Learning disabled theatre: where is the UK's answer to Back to Back?

This article is more than 9 years old
Lyn Gardner
Ganesh Versus the Third Reich has been seen around the world. The Diverse Futures project is focusing on nurturing British equivalents to the Australian company

Would you buy a ticket to see a production created by a learning disabled theatre company? If you run a theatre or festival do you regularly programme learning disabled work? Anyone who has seen the work of the Australian company Back to Back will know that they don't just produce superb disability-led theatre, they produce superb theatre in every way.

Their show Small Metal Objects would be high on a list of my all-time favourite pieces. The London international festival of theatre and the Edinburgh international festival have both hosted their show Ganesh Versus the Third Reich, a piece that challenges not just the performers but the audience too.

Of course, the fact that they are invited to tour around the world and are paid to do so and that their work gets widespread critical feedback helps validate what they produce, and pushes that work onwards. If you can't get your work seen, and if theatres and venues are reluctant to programme it because they don't think that they will get an audience for it, it's unlikely that the shows produced will develop and grow.

This was one of the issues raised at the Creative Minds conference in Bristol earlier this week which brought together a range of those working in the area. So far in the UK, we do not have a learning disabled company to rival Back to Back or companies, such as the superb Graeae and Deafinitely, created by those with physical disabilities or deaf theatre-makers. Creative Minds is exploring how we develop learning disabled theatre and arts in that direction.

The lack of opportunities for learning disabled people to take part in the creative arts in the UK is a major problem, and one that often gets harder as they get older. Those who do find youth groups and flourish there find it hard to take their work to the next level, and there is a lack of training opportunities. That's where Diverse Futures comes in. It's a website mapping opportunities for disabled young people who want to work in theatre and the other creative arts and showing where the bright spots are in inclusive practice.

But even if you do manage to get training and opportunities, getting programmed might be harder still, although increasingly festivals such as the Southbank's Unlimited offer opportunities, and individuals such as Sarah Gordy help raise the profile of learning-disabled actors.

But an overlooked topic at Tuesday's conference was the issue of quality.
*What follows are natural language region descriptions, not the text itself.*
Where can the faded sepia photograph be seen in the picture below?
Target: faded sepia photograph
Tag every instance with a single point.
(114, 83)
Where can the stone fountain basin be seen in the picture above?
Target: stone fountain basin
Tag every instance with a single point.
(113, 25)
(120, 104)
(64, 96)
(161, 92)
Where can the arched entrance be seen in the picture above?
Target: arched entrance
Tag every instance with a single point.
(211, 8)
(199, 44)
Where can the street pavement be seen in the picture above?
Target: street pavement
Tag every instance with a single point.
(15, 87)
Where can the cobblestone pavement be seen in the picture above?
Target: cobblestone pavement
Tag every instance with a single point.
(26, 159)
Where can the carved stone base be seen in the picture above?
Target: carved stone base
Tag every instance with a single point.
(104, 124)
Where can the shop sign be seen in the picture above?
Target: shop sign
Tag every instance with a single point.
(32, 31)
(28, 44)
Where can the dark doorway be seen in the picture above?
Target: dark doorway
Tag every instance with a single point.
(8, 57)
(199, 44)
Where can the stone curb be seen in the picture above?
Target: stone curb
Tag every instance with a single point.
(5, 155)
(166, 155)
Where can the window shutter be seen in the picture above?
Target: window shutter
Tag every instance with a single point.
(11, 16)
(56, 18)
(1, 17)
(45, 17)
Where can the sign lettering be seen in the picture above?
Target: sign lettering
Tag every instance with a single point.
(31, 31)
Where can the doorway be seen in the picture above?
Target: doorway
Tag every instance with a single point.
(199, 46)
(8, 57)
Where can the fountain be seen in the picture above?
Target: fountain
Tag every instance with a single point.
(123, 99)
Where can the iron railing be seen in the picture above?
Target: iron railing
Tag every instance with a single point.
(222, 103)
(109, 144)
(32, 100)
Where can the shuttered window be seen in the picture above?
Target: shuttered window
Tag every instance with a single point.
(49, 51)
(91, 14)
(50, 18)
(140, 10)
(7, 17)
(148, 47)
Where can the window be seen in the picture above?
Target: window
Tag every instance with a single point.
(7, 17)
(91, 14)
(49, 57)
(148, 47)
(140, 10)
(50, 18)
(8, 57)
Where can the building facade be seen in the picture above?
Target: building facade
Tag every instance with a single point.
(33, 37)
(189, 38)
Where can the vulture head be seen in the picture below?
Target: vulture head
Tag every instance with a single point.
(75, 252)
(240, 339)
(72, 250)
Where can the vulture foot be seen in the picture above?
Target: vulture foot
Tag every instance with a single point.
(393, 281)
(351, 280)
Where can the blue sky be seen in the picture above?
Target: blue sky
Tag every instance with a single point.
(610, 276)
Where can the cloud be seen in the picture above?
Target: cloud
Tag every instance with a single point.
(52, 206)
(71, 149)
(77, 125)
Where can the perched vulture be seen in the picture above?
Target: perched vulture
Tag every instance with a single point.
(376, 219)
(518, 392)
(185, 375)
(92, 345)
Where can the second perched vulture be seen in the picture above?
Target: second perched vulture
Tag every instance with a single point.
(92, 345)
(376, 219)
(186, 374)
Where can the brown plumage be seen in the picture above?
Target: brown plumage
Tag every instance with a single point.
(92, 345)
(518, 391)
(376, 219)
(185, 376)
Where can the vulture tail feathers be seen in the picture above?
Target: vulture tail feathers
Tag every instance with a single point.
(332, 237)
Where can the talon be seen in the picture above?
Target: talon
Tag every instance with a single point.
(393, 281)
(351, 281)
As in participatory community work that may bring significant benefits to those taking part but offer less to a paying audience, one of the things that has to be addressed is just how good learning disabled work is, and how it can get better and how it can get programmed and reviewed.

One of the ways that work gets better – in any area of theatre – is through proper evaluation, critical self-awareness and outside input, particularly through longer-term relationships with venues who really value its place in their programmes and who will help enable that. But it's a chicken-and-egg situation. Without a level of consistency and quality, the work won't get programmed and taken seriously, and it won't gain consistency and quality unless it is programmed and talked and written about. It will remain on the margins. It's probably worth remembering that it's taken Graeae many years to break down the barriers, and that may be the case here.

So while it's good to see Creative Minds attempting to raise awareness, the next step must be not just applauding intentions, but making a real attempt to evaluate how such work can benefit the participants, and finding ways it can gain greater prominence.

That demands a robust mix of respect and rigour that doesn't ignore the richness or value of process alone, but which will also help individuals and companies evolve, and which will encourage theatres and venues to develop an audience for this work.